La ricerca di un assassino porta un detective sull'orlo della follia. Espandi ▽
György Fehér (1939-2002) è stato uno dei protagonisti della scena artistica e intellettuale ungherese a partire dagli anni Settanta, da noi pressoché sconosciuto. Dopo una lunghissima carriera soprattutto nella tv di stato, a inizio anni ’90 esordì nel cinema con
Twilight, fedelmente tratto da “La promessa” di Dürrenmatt. È un thriller dalla struttura libera e volutamente slabbrata, in cui un uomo smarrito si muove in un mondo anch’esso senza destinazione e dannato, dove la figura imperscrutabile di un assassino senza volto (un uomo nero, come viene raffigurato nel disegno di una delle vittime) si fa incarnazione del male assoluto.

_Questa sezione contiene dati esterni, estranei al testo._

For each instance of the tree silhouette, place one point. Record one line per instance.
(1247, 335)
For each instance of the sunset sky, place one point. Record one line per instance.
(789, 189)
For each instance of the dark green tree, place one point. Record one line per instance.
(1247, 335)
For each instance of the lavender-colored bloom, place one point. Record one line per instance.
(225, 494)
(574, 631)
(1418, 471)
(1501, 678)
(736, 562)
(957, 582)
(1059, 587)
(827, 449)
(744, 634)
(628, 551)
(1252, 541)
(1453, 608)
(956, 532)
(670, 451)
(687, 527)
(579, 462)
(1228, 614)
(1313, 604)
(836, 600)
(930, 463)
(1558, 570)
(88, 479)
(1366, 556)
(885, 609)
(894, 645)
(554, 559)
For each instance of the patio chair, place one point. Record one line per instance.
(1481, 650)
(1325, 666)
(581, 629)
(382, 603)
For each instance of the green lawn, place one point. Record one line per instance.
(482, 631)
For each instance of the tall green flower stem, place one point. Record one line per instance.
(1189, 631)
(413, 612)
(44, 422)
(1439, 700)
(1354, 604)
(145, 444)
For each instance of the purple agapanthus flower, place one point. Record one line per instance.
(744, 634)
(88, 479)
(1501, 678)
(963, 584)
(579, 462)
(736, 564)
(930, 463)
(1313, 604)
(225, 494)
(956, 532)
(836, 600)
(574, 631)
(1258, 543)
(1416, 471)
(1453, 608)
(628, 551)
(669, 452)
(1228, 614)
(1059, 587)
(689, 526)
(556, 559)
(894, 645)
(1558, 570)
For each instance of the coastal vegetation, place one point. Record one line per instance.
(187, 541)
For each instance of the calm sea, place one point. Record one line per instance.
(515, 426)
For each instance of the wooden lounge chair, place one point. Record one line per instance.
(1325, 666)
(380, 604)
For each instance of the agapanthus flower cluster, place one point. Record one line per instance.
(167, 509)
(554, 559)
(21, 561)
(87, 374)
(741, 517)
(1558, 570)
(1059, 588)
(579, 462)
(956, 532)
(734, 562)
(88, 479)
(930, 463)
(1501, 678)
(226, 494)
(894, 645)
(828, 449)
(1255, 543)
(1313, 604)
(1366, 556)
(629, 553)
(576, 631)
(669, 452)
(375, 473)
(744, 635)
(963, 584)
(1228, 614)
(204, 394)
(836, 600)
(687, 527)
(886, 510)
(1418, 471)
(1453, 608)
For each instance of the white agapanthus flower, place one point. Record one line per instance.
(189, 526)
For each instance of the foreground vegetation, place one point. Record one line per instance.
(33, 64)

All’epoca premiato in vari festival ma poi dimenticato (e stroncato da critici oggi celebri…),
Twilight è diventato col tempo un cult introvabile, un classico del cinema dell’est Europa. Ora che finalmente
Twilight si può vedere nel suo splendore (e anche nel suo terrore, perché il suo passo è così indecifrabile da generare in chi guarda una sensazione di disagio…) lo si può considerare per quello che è: un prodotto del suo tempo incerto, un film anticipatore, un capolavoro.